For the record: An earlier version of this review incorrectly spelled owner Josefina Soto’s first name as Josephina.


Soto’s a stickler for detail. Her cooking is full of home-kitchen deliciousness based on recipes she’s been honing for years. Before opening her place, seemingly L.A.’s sole Dominican eatery, she used to make Sunday dinners for a Dominican baseball club, according to her daughter Liez Soto-Staley, who manages the restaurant. Now, her food is a potent lure for local Dominicans with a nostalgia for a taste of their Caribbean home — or maybe for El Alto, Manhattan’s Dominican enclave on the Upper West Side that’s the throbbing heart of the East Coast’s Dominican communities.

While many people write off Dominican cuisine as “just like Cuban,” regulars here know better. For the families that crowd into the leatherette booths of this redecorated former Taco Bell, Soto’s specific Dominican-style seasoning is just one element that sets the cooking apart.
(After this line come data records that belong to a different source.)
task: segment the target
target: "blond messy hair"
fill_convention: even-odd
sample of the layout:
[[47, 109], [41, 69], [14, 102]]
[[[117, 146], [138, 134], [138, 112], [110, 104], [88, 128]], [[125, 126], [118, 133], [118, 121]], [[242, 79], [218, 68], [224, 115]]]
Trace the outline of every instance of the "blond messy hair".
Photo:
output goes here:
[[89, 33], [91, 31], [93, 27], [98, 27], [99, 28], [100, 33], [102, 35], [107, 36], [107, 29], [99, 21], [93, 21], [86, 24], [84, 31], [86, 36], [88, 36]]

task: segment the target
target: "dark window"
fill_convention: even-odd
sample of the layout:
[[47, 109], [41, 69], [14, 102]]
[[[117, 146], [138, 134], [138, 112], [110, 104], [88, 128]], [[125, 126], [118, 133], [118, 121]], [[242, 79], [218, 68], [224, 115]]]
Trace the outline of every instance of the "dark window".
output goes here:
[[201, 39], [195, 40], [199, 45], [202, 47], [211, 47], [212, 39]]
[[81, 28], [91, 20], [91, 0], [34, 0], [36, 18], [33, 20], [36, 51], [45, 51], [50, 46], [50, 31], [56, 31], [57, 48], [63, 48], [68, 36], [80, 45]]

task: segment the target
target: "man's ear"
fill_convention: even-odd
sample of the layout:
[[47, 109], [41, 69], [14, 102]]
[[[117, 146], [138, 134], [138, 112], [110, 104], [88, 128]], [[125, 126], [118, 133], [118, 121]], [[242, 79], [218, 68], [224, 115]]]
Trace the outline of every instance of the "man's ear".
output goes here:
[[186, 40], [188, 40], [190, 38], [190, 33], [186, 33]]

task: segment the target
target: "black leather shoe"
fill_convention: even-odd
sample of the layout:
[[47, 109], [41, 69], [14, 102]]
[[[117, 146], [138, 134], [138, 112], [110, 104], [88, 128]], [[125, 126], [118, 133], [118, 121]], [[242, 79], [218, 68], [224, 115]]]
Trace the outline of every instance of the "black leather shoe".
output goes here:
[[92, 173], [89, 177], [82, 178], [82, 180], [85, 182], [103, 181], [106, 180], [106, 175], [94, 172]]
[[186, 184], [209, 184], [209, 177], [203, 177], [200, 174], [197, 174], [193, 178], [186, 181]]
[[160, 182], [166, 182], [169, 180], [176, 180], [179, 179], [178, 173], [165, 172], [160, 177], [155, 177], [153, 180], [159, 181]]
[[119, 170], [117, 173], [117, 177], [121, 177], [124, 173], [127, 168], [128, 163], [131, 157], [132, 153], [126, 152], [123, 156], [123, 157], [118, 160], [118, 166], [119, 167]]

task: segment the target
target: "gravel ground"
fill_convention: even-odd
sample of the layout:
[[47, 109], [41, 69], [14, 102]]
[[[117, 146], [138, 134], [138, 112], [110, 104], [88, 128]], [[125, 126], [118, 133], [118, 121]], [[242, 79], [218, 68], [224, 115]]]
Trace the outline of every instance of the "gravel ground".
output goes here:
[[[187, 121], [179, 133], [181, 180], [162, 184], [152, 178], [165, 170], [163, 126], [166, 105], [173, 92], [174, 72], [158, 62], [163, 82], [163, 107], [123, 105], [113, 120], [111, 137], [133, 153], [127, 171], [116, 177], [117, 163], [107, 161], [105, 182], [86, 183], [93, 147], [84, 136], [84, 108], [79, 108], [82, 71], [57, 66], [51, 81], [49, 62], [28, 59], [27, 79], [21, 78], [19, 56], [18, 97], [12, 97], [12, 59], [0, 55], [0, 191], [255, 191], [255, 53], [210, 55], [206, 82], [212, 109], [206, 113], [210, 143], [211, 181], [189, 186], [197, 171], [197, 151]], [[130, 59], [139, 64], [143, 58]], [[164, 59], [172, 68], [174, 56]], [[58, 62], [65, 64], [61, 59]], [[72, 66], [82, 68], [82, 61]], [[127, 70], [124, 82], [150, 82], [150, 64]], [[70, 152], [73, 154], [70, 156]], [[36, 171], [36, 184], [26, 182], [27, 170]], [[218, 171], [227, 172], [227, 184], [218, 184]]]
Sancocho, often deemed the country’s national soul food, has a near equivalent in the Cuban soupy stew ajiaco. But the Dominican version adds great quantities of cilantro to the garlic-oregano seasoning blend. The baroque concoction, loaded with long-simmered beef chunks, pork chunks, green plantains and a market basket’s worth of starchy tubers, thickens as the simmering vegetables turn the pale green broth into a light, smooth purée. Along the way, the liquid absorbs the meaty flavors. It’s a dish that has people nearly licking the bottom of their bowls.

Yes, you can get familiar Caribbean-style fried plantains and pastelitos, crisp-shelled empanadas stuffed to bursting with savory minced beef. But there’s not a black bean in the house. Instead, Soto serves up fork-tender saucy meats, garlicky shrimp or snapper filets smothered in sautéed onion and sweet pepper brightened with a splash of vinegar. Chuletas, savory grilled pork chops, come accompanied — as do most plates — with habichuelas, richly stewed red beans alongside white rice. As an alternative you can get moro — rice tossed with your choice of pigeon peas called gandules or with habichuelas.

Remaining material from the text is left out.